Dieses Verantwortungsgefühl für das Unternehmen und seine Beschäftigten jenseits von Vorständen und Führungskräften sei es auch, dass ihn und seine Schwester Monika, die ebenfalls Mitglied des Aufsichtsrats ist, präge. Insofern fühle er sich in diesem Gremium gut aufgehoben, wo Themen besprochen werden könnten, die nichts mit dem Tagesgeschäft zu tun hätten, wo analytisch und rational gearbeitet – dieses Verb betont Kühborth nachdrücklich – werde. Und diese Arbeit sei seinem Empfinden nach „frei von interessengeleiteten Spannungen“. Ein guter Gradmesser ist seiner Überzeugung nach das gute Verhältnis zu den Arbeitnehmervertretern dort.

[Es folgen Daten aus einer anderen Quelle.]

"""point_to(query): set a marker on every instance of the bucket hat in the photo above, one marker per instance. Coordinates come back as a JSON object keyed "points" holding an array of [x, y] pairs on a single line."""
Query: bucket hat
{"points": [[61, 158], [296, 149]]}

Der Mann im Hintergrund, als den sich Kühborth versteht, hat natürlich trotzdem eine Meinung zu Entscheidungen des Managements in den zurückliegenden Jahrzehnten, zieht Vergleiche zur Konkurrenz, übt Kritik, fordert Mut. An Namen macht er das im Besprechungsraum der Villa Klein, wo die meisten der Vorstände und Direktoren wohl öfter mal einem Grundsatzreferat Kühborths lauschen durften, aber nicht fest. Mit einer gewissen Ironie und Distanz spricht er kaum von einzelnen Entscheidungsträgern, sondern vom „Herrn KSB“.

Die Serie

Der Frankenthaler Pumpen- und Armaturenkonzern ist im September in das Jubiläumsjahr seines 150-jährigen Bestehens gestartet. Wer und was treibt das Traditionsunternehmen an? Welche Rolle spielt der größte industrielle Arbeitgeber in der Stadt? Unter anderem diesen Fragen geht die RHEINPFALZ-Lokalredaktion in ihrer Serie „150 Jahre KSB“ nach, die monatlich bis zu den 2022 geplanten Feierlichkeiten erscheint.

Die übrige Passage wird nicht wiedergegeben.